Lessons From Motherhood
Priorities change
Motherhood has been an incredible experience, with ups and downs to manage an immense love that surpasses us. Some days it's wonderful, some days it's so scary that it paralyzes us.
Nothing prepares us for our children but the trend is to improve and learn a lot.
Priorities change, which is not bad, because, more than ever, it is clear what our priority is, our children. But if on a Saturday night it was synonymous with party all night long, now, when they stay with the grandparents the priority is to sleep and with a second child, the priority becomes having quality time for us, as a couple.
“A baby is something you carry inside you for nine months, in your arms for three years, and in your heart until the day you die.”
Mary Mason
Every day I want to be better
There was never anything - a job, a hobby, or other people - that inspired and motivated me as much as my children to try every day to get closer to the best version of myself. In fact, there was never anything that changed my life so much and that challenged me so much to question myself and learn about myself, every day.
Don't make comparisons
As with everything, having expectations and comparing with the neighbor's chicken does not help at all. It is difficult (especially with this culture of putting everything out on instagram or Facebook), but it is really necessary. For our sanity, and theirs.
We often compare our children directly with other cases, based on our experience and our expectations. A mother can say "my son has been sleeping all night since he was 3 months old". That said, it can be interpreted in different ways. For me, sleeping all night is from 8 pm to 8 am, but for someone else, it can be sleeping 5 hours straight (as, in fact, it is considered in the literature on the subject). All about expectations.
Every kid is a kid, and ours are unique!
"The moment a child is born, the mother is also born. She never existed before. The woman existed, but the mother, never. A mother is something absolutely new."
Osho
Everything passes
But the days are long and, at times, hard to pass. Those first few weeks sometimes seem like months. On sleepless nights, in inconsolable and unexplained crying, in the frustration of accumulated tiredness and not knowing what to do. I don't love the newborn stage. For me, I was doing a fast forward for the three months, knowing that afterward there is always some nostalgia for those days when they sleep a lot when they are so small that they can fit on our lap in only one arm, and that we can simply look at them to sleep. But, having the other side too, now that I know how funny they can be at 1 and 2 years old, I feel like watching them grow - but not too much!

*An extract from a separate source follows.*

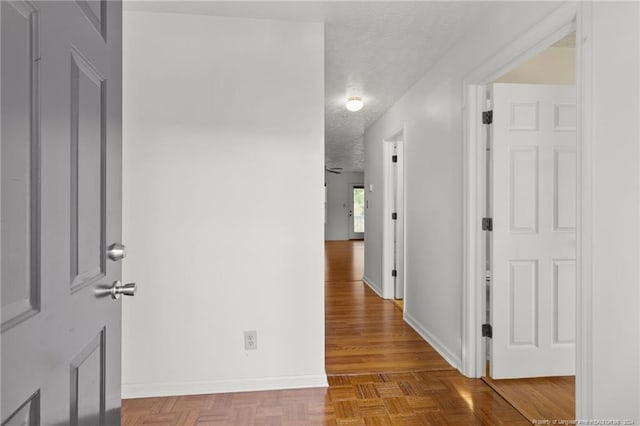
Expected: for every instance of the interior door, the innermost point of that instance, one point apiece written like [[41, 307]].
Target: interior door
[[60, 211], [533, 295], [356, 211]]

Looking for help is a sign of intelligence
There is no need to reach the limit to seek help. On the contrary. Often, the sooner, the better. We are new to this, we are not born taught, but there is still some stigma, sometimes, in “asking for help”. But if there are resources, they are to be used. If when the baby is sick, we turn to doctors and hospitals or other help, why not go when we can prevent and improve some aspects, without reaching a threshold of despair?

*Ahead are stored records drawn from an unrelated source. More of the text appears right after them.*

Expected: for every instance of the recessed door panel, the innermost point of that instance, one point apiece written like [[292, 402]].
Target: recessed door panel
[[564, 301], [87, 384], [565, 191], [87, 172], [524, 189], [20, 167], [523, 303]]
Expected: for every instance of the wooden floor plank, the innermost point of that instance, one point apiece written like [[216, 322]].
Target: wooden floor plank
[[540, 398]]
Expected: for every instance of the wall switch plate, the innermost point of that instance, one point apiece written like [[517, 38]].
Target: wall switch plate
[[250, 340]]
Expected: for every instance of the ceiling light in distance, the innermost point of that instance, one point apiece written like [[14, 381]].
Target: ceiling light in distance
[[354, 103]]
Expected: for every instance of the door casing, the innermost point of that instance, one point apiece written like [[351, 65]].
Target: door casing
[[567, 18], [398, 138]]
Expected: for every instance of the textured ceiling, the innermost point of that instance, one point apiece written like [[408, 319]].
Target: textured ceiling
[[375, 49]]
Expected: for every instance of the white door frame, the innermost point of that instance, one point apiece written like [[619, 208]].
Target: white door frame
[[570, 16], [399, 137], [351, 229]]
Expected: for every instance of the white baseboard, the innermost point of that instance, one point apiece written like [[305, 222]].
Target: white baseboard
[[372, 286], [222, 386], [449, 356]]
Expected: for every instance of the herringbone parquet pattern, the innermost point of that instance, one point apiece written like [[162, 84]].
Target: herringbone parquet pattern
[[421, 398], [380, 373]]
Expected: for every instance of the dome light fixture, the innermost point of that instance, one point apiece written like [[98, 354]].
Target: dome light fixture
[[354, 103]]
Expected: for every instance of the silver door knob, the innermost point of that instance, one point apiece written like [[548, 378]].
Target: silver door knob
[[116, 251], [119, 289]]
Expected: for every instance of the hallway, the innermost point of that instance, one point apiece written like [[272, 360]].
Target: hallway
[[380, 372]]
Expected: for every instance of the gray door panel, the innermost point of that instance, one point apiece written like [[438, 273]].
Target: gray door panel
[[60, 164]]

We don't have to accept that one day things change, not least because in many cases they just don't change, if we do nothing.
It is not just the first child that we need help and we are not necessarily pro at all.

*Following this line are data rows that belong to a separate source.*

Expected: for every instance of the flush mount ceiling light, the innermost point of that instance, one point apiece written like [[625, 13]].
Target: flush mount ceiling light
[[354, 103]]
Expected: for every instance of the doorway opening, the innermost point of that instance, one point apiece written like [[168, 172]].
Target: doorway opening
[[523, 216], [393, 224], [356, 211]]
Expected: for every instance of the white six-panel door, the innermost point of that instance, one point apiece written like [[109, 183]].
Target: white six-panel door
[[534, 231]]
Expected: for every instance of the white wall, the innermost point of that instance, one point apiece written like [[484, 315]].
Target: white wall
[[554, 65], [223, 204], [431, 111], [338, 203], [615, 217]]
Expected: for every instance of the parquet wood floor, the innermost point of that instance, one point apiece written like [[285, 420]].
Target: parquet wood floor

Last but not least, we may also need help ourselves - Mothers. To rest, to get back in shape or simply to let off steam and feel accompanied and understood. Delegate, ask for support from family or friends, hire someone who can help at home or with the baby, return to exercise, or do psychotherapy.
I think this is the best advice I can give to my friends and all future Mothers - use and abuse your resources and ask for help. For your health, for your sanity, for your babies, for your family.